To help illuminate the ambitions behind Transforming Climate Action, Dr. Anya Waite, scientific director of the research program, Dalhousie’s associate vice president (ocean), and leader of Dalhousie’s Ocean Frontier Institute (OFI) facilitated two expert panels.
The first focused on the potential for economic development. The second addressed the research to be pursued, touching on the program’s key themes of reducing uncertainty around the ocean’s central role in cooling the warming planet; mitigating climate change by enhancing the ocean’s natural ability to remove carbon from the atmosphere; and building just and equitable adaption strategies through community engagement and education.
Dalhousie data scientist Dr. Mike Smit, who co-led the CFREF grant proposal with Dr.

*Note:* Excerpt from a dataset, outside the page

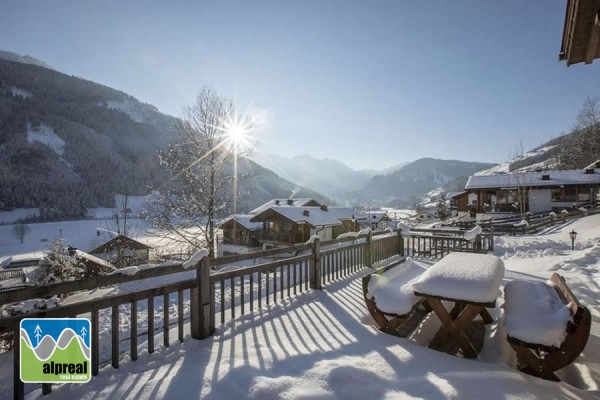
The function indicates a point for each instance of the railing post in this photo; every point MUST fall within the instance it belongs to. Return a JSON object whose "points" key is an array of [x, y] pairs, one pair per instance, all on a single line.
{"points": [[202, 303], [369, 250], [18, 385], [315, 267], [400, 243]]}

Waite in his capacity as deputy scientific director of OFI, joined the panel to discuss the research program’s Transformation Accelerators. Dr. Smit, who is also acting dean of the Faculty of Management, described how the Accelerators are designed to ensure discoveries are translated into tangible benefits by offering researchers support and expertise in the fields of innovation and commercialization, policy, education and decolonization, and data management.Accelerators, Dr. Smit said, are the high-speed rail lines of the research program, adding "The work that's happening on the climate crisis doesn't have time to ripple gently outward, we need to put this on a high-speed train and send it right to where it needs to be, to have the right impact at the right time."